Well... I think what they'll probably do is continue testing - and they probably won't be widely deployed until they're as safe as human drivers (on average, they'll probably be safer in some ways and less safe in others). Soon after that, they'll be safer than humans (because they can share knowledge, are easy to upgrade, and once there's lots of them they'll be able to communicate in ways humans can't).. well, that is, if we keep going.
I say "if", because the more likely problem is Luddites who will want them banned after the first death, even if their overall safety record is better than humans. An enormous number of extra people will die because of how slowly we'll adopt self-driving cars. This is because people are dumb and ruled by emotional reactions: when people cause collisions (which they do thousands of times a day) it's just an accident, but the first time a self-driving car runs over a kid it's going to be pandemonium - and a good percentage of people will want to go back to the old higher death rates.

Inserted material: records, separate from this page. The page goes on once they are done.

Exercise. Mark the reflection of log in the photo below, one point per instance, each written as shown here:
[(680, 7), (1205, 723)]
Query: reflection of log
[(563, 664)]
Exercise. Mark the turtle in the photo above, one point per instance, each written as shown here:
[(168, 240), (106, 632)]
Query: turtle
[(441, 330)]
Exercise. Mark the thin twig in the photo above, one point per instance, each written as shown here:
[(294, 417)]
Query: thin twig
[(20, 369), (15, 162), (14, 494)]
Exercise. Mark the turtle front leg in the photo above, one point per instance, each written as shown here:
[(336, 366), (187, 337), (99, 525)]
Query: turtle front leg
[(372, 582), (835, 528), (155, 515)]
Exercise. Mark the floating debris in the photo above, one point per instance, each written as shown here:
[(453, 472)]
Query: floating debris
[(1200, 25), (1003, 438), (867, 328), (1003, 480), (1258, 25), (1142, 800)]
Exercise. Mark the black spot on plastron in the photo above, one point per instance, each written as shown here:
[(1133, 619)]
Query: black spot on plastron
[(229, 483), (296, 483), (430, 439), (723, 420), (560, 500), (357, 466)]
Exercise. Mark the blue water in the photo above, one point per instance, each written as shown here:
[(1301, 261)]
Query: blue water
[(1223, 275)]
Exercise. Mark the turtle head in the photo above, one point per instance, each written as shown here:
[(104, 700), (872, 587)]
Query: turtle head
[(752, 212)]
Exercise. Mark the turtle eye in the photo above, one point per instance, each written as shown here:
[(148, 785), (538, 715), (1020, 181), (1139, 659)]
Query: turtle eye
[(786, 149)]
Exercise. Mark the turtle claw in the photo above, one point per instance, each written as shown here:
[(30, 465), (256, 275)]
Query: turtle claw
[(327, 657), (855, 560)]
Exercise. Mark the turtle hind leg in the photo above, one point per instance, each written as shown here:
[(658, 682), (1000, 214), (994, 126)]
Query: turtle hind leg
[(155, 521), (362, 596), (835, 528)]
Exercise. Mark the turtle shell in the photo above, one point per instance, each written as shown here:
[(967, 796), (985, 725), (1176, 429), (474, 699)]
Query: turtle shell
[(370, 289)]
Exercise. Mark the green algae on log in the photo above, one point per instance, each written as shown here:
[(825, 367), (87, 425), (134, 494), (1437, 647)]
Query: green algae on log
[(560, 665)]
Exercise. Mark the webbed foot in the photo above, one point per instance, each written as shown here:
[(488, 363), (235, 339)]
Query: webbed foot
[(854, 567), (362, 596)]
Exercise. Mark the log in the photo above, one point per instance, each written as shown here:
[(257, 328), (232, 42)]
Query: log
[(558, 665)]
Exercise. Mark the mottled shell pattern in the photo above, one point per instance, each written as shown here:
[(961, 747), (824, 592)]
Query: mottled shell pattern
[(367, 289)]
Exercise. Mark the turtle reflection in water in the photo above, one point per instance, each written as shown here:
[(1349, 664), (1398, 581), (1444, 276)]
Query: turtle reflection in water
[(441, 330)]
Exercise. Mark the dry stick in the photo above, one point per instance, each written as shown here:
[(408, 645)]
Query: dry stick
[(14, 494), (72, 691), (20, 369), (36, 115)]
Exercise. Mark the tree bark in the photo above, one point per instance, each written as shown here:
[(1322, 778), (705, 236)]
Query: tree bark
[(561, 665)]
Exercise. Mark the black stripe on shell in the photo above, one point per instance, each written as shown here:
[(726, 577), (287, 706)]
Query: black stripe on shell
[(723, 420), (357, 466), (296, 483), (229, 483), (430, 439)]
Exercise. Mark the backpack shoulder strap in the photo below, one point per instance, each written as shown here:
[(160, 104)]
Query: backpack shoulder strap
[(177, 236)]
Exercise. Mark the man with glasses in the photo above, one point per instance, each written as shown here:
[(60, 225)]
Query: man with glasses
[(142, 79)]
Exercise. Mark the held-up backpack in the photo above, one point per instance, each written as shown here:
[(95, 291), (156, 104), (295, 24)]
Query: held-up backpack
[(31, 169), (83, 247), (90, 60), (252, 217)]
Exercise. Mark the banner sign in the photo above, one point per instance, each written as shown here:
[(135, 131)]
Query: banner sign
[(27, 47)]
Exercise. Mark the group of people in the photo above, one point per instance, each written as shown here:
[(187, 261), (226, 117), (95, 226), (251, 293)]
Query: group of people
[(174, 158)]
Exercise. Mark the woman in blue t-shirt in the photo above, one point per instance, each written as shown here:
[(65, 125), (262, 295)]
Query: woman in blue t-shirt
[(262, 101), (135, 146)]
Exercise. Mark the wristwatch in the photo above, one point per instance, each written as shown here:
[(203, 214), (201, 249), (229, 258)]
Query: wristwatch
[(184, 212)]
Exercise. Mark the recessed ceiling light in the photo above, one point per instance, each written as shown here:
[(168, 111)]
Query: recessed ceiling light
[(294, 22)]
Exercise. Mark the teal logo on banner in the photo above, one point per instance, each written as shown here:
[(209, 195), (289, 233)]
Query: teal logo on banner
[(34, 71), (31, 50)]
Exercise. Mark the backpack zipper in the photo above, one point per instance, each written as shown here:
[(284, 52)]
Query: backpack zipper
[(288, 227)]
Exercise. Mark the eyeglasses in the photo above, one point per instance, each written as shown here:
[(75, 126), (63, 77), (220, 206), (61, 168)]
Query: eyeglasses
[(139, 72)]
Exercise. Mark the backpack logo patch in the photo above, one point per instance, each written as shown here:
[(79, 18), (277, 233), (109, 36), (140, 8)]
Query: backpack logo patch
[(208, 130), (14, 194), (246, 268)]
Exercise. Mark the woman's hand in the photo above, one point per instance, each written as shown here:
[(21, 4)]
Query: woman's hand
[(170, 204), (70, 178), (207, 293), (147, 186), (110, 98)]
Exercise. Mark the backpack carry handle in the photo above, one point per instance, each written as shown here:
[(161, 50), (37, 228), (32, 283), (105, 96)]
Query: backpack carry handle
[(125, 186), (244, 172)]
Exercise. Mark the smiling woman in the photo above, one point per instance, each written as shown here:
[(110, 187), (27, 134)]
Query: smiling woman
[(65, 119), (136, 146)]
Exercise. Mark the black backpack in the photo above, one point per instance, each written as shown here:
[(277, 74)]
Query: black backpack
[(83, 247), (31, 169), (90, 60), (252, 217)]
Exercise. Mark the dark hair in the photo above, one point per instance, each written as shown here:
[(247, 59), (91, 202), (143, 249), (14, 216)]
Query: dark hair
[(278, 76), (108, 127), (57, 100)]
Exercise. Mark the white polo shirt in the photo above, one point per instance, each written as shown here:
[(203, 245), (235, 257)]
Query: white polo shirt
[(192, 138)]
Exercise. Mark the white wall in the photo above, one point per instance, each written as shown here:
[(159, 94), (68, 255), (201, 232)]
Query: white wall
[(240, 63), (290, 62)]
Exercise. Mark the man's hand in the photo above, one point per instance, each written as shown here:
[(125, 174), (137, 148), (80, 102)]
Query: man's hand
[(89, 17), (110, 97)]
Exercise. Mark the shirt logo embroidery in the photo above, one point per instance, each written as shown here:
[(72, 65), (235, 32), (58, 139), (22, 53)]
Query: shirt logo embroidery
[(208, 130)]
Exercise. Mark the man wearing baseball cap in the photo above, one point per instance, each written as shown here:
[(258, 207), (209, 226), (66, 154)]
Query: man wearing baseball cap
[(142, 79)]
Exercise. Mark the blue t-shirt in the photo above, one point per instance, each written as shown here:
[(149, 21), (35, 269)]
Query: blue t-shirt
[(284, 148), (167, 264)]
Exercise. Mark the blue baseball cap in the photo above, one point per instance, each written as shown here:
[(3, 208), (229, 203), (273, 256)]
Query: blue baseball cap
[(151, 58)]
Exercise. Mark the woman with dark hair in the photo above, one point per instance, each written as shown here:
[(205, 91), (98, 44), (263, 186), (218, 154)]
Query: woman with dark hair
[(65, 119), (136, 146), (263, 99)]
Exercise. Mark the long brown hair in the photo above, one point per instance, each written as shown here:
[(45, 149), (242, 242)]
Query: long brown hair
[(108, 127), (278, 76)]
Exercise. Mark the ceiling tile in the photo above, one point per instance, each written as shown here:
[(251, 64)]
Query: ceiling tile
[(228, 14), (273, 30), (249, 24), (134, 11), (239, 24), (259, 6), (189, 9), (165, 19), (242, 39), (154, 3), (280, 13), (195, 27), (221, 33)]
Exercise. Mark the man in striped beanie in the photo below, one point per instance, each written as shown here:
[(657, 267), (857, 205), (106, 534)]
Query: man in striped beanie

As to your argument, it's difficult to compare a computer to an ant or a person on some single scale of intelligence. An ant is very good at some things, but completely incapable at most everything else. Computers exceed humans at many tasks, while lagging behind in others. No computer today could learn how to drive well by itself, or have much conception of what driving is - but we've demonstrated that computers, designed and refined over time by people, can get very good at complex tasks. I think we're still a ways off from having safe computer drivers, but it's not in any way impossible or far distant; computers are already much closer to "humans" than "ants" on the "ability to drive" standard, and there's no reason they couldn't be better than humans at driving within the next 10-20 years.